Dopo aver scritto un'autobiografia "Storia di un uomo", a sessant'anni nel
1971, pubblica il suo primo romanzo, "L'amico ritrovato" che ottiene un
immediato successo, tanto che il libro e' ben presto diffuso in tutta Europa
suscitando ovunque lo stesso entusiasmo della critica e dei lettori.
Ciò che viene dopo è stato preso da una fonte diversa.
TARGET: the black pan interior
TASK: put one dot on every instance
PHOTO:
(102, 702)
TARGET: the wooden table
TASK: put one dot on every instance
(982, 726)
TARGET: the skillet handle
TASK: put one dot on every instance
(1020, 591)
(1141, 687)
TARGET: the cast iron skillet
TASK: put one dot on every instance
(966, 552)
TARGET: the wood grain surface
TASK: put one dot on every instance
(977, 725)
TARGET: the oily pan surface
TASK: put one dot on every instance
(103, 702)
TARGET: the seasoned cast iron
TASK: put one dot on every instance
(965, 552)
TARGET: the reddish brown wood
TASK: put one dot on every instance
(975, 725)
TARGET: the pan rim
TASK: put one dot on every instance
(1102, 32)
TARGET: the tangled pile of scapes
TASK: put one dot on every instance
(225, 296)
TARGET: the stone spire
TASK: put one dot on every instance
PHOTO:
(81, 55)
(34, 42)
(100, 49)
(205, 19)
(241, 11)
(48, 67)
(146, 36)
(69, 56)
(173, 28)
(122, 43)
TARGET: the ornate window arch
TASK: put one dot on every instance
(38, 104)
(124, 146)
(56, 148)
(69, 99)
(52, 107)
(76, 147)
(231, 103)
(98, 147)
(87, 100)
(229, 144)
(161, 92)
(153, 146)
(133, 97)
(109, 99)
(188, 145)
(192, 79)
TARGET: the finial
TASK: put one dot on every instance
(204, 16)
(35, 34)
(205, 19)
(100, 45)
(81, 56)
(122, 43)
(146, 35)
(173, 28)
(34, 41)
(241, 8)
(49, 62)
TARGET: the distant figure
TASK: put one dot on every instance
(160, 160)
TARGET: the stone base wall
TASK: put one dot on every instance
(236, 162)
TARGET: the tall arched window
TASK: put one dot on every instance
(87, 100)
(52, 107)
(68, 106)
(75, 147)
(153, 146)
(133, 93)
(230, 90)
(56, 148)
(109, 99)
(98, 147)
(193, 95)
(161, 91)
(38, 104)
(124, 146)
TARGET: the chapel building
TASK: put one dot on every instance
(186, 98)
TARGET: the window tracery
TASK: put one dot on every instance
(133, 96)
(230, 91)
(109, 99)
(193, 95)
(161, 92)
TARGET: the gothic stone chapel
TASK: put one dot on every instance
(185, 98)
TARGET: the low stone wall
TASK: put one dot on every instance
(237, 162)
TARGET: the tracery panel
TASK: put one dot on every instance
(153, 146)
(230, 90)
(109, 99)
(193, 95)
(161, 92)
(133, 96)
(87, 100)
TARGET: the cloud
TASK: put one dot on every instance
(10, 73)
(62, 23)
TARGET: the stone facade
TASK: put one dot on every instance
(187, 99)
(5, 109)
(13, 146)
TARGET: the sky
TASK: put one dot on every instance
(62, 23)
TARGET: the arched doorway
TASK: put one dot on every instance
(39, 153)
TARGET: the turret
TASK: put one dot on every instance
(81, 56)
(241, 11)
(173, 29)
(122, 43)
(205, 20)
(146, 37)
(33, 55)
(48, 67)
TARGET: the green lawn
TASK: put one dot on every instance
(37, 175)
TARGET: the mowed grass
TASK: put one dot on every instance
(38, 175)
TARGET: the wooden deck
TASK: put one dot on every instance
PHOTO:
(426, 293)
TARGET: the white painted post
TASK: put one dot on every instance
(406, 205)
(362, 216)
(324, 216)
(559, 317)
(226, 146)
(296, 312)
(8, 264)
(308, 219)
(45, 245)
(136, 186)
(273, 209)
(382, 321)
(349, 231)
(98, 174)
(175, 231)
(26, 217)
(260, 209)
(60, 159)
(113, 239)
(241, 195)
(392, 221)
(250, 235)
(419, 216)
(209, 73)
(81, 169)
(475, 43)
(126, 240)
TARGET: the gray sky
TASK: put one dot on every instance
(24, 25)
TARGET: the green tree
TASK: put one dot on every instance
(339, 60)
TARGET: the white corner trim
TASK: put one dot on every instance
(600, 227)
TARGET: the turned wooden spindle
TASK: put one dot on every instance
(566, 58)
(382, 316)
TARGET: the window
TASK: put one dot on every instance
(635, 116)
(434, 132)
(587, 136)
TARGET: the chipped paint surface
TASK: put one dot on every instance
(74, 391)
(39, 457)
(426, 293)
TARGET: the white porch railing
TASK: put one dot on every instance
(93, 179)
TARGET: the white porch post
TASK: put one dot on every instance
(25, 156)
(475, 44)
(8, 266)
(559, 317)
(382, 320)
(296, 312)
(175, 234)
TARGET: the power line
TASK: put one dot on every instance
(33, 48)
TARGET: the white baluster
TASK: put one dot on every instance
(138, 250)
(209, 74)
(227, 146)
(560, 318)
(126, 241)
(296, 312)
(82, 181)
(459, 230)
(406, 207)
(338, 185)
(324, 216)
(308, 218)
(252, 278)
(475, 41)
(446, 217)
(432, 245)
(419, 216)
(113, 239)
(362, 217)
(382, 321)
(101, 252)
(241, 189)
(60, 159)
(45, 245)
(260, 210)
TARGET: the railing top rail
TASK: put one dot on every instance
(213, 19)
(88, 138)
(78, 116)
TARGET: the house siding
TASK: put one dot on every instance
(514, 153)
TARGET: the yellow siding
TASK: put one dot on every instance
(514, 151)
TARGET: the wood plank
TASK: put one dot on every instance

L'amico ritrovato e' considerato uno dei testi più significativi sul nazismo
in Germania e sull'intensa amicizia fra due ragazzi. Il tema
dell'inevitabile e dolorosa ambivalenza dei legami con il passato ritorna
anche nelle opere successive di Uhlman, tra le quale ricordiamo "Niente
resurrezioni per favore" (1979) e "Un'anima non vile" (1979). Uhlman muore a
Londra nel 1985.
L'amico ritrovato
Germania, 1933: due ragazzi sedicenni frequentano la stessa scuola
esclusiva. Uno è Hans Schwarz, figlio di un medico ebreo, l'altro è Konradin
von Hohenfels, di ricca famiglia aristocratica. Sono molto diversi e
lontani, ma poco a poco nasce tra loro una profonda amicizia, che durerà il
breve spazio di un anno: iniziano le persecuzioni contro gli ebrei,
l'antisemitismo si diffonde, a scuola Hans è sempre più isolato tra i
compagni e con i professori, anche la famiglia di Konradin si schiera con
Hitler. I genitori di Hans riescono a mandarlo al sicuro in America presso
un parente, e là vivrà senza sapere più nulla di Konradin per trent'anni,
fino a che inaspettatamente non scopre che le loro strade non si erano
separate come aveva creduto, e che l'amico di un tempo non era stato un
amico perso. Venuto a sapere del sacrificio compiuto dall'amico (che era
stato giustiziato per aver preso parte al complotto contro Hitler), può
riconciliarsi finalmente con la sua memoria.
"Entro' nella mia vita nel febbraio del 1932 per non uscirne piu'. Da allora
e' passato piu' di un quarto di secolo, piu' di novemila giorni tediosi e
senza scopo, che l'assenza della speranza ha reso tutti ugualmente vuoti -
giorni e anni, molti dei quali morti come le foglie secche su un albero
inaridito.
Ricordo il giorno e l'ora in cui il mio sguardo si poso' per la prima volta
sul ragazzo che doveva diventare la fonte della mia piu' grande felicita' e
della mia piu' totale disperazione. Fu due giorni dopo il mio compleanno,
alle tre di uno di quei pomeriggi grigi e bui, caratteristici dell'inverno
tedesco. Ero al Karl Alexander Gymnasium di Stoccarda, il liceo piu' famoso
del Wurttemberg, fondato nel 1521, l'anno in cui Lutero comparve davanti a
Carlo V, imperatore del Sacro Romano Impero e re di Spagna."